ATLANTA -- Gov. Nathan Deal acknowledged Wednesday that he’s had good luck this year in the General Assembly.
“We have had, I think, some significant victories this year already,” he said. “We have some others that are imminent, in my opinion.”
The Senate had just unanimously passed his budget nearly unchanged when he spoke to a group from the Richmond, Columbia and Burke counties chambers of commerce.
The day before the House passed his sweeping tax overhaul with only nine “no” votes. His criminal-justice reform bill is due for a vote Thursday with little opposition beyond advocacy groups that want it to go farther.
And he’s taking credit for $5 billion in new corporate investment since coming into office, including Wednesday’s announcement that Starbucks will bring 140 jobs to Augusta and last week’s groundbreaking of the 1,400-job bulldozer plant in Athens.
His strategy has been to give legislators the type of proposals that are easy to favor.
“Any time that you can cut taxes on families and cut taxes on business, it is a much more inviting place for people to come in live and to work and for people to create jobs,” he said.
There are still goals he wants to accomplish.
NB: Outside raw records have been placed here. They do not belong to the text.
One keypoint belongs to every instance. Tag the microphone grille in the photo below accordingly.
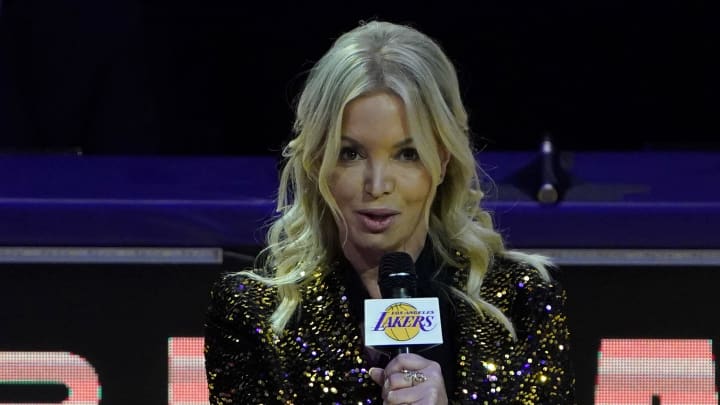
(397, 270)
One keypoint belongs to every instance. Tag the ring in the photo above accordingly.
(414, 376)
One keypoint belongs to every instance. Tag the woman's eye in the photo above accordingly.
(409, 154)
(349, 154)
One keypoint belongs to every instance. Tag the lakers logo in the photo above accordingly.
(402, 321)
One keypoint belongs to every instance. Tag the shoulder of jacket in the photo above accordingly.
(236, 295)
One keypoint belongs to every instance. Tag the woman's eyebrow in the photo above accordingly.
(404, 142)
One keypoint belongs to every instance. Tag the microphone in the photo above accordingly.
(397, 279)
(398, 320)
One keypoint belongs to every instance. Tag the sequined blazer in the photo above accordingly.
(320, 359)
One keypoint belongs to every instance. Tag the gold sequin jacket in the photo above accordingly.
(320, 359)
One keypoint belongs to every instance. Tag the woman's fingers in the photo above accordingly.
(377, 374)
(411, 379)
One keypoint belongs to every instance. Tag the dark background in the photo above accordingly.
(218, 77)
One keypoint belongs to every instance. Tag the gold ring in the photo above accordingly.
(414, 376)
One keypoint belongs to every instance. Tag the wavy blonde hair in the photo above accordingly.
(380, 56)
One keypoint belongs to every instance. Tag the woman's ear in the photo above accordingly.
(444, 159)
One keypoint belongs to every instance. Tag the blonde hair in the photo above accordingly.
(380, 56)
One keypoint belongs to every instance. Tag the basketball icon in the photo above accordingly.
(400, 322)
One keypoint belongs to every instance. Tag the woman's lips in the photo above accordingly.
(377, 221)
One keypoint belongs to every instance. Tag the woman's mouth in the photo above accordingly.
(377, 221)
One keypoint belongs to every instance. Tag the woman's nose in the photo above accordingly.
(378, 179)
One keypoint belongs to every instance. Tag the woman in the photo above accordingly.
(382, 162)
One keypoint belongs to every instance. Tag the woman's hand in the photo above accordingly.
(411, 379)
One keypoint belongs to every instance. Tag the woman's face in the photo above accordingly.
(379, 184)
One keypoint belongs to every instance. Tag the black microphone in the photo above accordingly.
(397, 279)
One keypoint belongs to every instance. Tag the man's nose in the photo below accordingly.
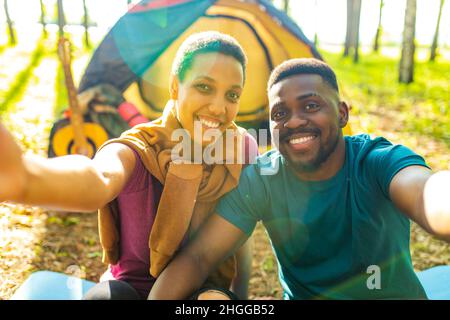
(296, 121)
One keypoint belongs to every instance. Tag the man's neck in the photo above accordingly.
(329, 168)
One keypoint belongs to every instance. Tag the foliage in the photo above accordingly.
(371, 86)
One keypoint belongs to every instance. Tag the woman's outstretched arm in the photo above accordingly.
(70, 183)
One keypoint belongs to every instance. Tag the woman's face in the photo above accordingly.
(209, 94)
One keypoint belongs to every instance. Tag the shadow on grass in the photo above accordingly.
(18, 86)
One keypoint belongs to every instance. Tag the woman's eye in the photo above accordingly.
(203, 87)
(233, 96)
(312, 107)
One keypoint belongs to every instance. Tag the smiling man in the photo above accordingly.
(337, 209)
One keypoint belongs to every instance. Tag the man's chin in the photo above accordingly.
(303, 166)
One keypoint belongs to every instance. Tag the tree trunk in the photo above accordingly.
(61, 18)
(436, 33)
(352, 35)
(356, 23)
(406, 74)
(12, 36)
(376, 43)
(286, 6)
(86, 25)
(44, 30)
(348, 34)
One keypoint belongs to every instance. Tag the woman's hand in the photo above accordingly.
(13, 174)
He highlighted winning voter approval in July for the transportation sales tax and congressional approval for deepening the Savannah River channel.
The deepening should get its “record of decision” from federal agencies this summer, but Congress must update the authorization limit it passed in 1999 when the project was originally proposed. The cost was estimated at $360 million then, about half of the current projection.
He asked U.S. Rep. Jack Kingston and U.S. Sens. Johnny Isakson and Saxby Chambliss, all Georgia Republicans, to get the authorization raised.
“That seems to be one of the technical things that we’ve run into right now,” he said.
At the same time, the budget that’s cruising through the Georgia legislature includes more money for the state’s share of the project.
“I feel pretty good about it right now,” he said.
So far, in the tail end of his second legislative session as governor, he has a lot he feels good about.